A circle $$C$$ of radius 2 lies in the second quadrant and touches both the coordinate axes. Let $$ r$$ be the radius of a circle that has centre at the point  (2, 5)  and intersects the circle $$ C $$ at exactly two points.
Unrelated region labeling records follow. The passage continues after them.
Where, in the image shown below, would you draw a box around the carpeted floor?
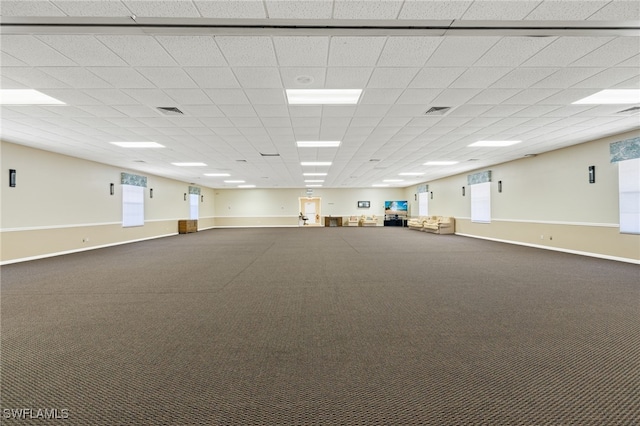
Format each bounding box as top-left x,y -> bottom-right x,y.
1,227 -> 640,426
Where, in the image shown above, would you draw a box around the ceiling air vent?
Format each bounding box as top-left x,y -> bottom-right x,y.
424,107 -> 451,115
156,107 -> 184,115
616,107 -> 640,115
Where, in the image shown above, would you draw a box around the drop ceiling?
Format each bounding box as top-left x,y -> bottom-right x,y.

If the set of all possible values of r is the interval $$(\alpha, \beta), \text{ then } 3\beta - 2\alpha \text{ is equal to :} $$

Centre $$C_1 = (-2, 2)$$

The second circle's centre is given as $$C_2 = (2, 5)$$. Use the standard distance formula:

$$d = \sqrt{(x_2 - x_1)^2 + (y_2 - y_1)^2} = \sqrt{(2 - (-2))^2 + (5 - 2)^2} = \sqrt{16 + 9} = 5$$

For two circles to intersect at exactly two distinct points, the distance between their centres must be strictly bound by the difference and sum of their radii:

$$|r_1 - r_2| < d < r_1 + r_2$$

$$|r - 2| < 5 < r + 2$$

1. $$r + 2 > 5 \implies r > 3$$

2. $$|r - 2| < 5 \implies -5 < r - 2 < 5 \implies -3 < r < 7$$

$$r \in (3, 7) \implies \alpha = 3, \ \beta = 7$$

$$3\beta - 2\alpha = 3(7) - 2(3) = 21 - 6 = 15$$